UNPUBLISHED
UNITED STATES COURT OF APPEALS
FOR THE FOURTH CIRCUIT
No. 04-4879
UNITED STATES OF AMERICA,
Plaintiff - Appellee,
versus
ANDRE A. ARTIS,
Defendant - Appellant.
Appeal from the United States District Court for the Eastern
District of Virginia, at Richmond. Richard L. Williams, Senior
District Judge. (CR-04-85)
Submitted: May 6, 2005 Decided: May 27, 2005
Before MOTZ, TRAXLER, and GREGORY, Circuit Judges.
Affirmed by unpublished per curiam opinion.
Frank W. Dunham, Jr., Federal Public Defender, Paul G. Gill,
Assistant Federal Public Defender, Richmond, Virginia, for
Appellant. Paul J. McNulty, United States Attorney, Vince Gambale,
Assistant United States Attorney, Stephen W. Miller, Assistant
United States Attorney, Richmond, Virginia, for Appellee.

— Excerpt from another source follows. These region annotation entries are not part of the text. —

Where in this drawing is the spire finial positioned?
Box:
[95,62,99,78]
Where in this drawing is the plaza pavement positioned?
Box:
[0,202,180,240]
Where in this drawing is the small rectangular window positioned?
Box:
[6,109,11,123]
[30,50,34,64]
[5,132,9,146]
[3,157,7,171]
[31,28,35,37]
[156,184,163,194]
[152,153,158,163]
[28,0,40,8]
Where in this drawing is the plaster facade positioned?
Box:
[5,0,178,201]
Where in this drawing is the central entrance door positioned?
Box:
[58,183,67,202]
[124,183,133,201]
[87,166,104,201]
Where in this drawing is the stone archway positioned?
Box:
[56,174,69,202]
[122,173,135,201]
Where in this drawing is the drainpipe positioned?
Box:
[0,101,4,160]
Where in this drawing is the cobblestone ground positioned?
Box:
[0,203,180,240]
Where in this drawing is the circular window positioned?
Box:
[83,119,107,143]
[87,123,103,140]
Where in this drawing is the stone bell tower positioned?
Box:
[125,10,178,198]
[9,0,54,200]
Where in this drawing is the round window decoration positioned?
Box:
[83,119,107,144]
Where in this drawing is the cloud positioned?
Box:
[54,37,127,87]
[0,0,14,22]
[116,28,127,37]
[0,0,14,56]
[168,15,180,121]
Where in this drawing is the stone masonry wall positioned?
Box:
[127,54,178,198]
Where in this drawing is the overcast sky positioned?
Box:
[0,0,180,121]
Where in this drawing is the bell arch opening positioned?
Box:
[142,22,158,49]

Unpublished opinions are not binding precedent in this circuit.
See Local Rule 36(c).
PER CURIAM:
Andre A. Artis appeals his conviction for possession of
a firearm after having been convicted of a felony, and having been
convicted of domestic violence, in violation of 18 U.S.C.
§§ 922(g)(1), (9) (2000).
Artis first contends that the district court erred by
granting the Government’s motion in limine to prevent a collateral
attack on his domestic violence conviction from being presented to
the jury. Whether a prior misdemeanor conviction for domestic
violence qualifies as a predicate offense pursuant to 18 U.S.C.

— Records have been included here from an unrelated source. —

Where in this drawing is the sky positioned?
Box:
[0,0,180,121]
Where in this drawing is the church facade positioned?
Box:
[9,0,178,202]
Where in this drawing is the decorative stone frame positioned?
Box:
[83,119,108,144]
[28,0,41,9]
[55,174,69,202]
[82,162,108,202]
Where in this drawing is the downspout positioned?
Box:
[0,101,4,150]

§ 922(a)(33)(B)(i)(II) (2000) is a question of law for the court to
decide. See United States v. Bethurum, 343 F.3d 712, 716 (5th Cir.
2003); United States v. Akins, 276 F.3d 1141, 1146 (9th Cir. 2002)

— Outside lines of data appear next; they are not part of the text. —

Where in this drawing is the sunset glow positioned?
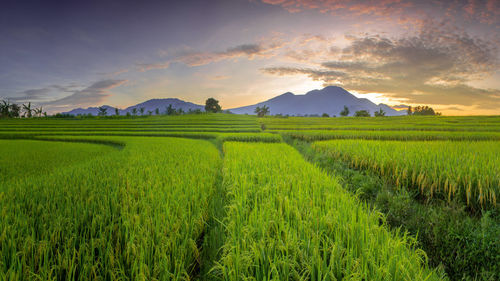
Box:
[0,0,500,115]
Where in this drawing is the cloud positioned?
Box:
[392,104,408,109]
[40,79,127,111]
[6,84,76,102]
[210,75,231,80]
[262,22,500,108]
[135,62,170,72]
[174,40,285,66]
[261,0,500,24]
[8,88,52,102]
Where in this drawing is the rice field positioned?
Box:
[313,140,500,208]
[0,114,500,280]
[215,142,440,280]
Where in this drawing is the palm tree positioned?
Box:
[255,105,269,117]
[97,106,108,116]
[340,105,349,116]
[33,106,43,117]
[375,108,385,117]
[9,103,21,118]
[0,100,10,118]
[23,102,33,118]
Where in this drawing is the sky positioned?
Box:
[0,0,500,115]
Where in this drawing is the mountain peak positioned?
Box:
[231,86,406,116]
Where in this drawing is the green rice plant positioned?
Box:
[259,116,500,132]
[0,136,221,280]
[278,130,500,142]
[0,140,114,183]
[211,142,443,280]
[217,133,283,142]
[312,140,500,209]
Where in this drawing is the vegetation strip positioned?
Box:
[313,140,500,210]
[212,142,443,280]
[0,137,221,280]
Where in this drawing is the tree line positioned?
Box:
[0,100,47,118]
[254,105,441,117]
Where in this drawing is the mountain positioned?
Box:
[64,98,205,115]
[65,86,406,116]
[230,86,406,116]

("Because § 921(a)(33)(B)(i)(I) is a legal definition, its
application presents a question of law to be decided by the trial
judge."); United States v. Smith, 171 F.3d 617, 621-22 (8th Cir.
1999) (concluding, as a matter of law, that a particular conviction
and waiver of rights satisfied the requirements of
§ 922(a)(33)(B)(i)). Accordingly, we hold that the district court
did not err by granting the Government’s motion in limine to
prevent the issue from going to the jury.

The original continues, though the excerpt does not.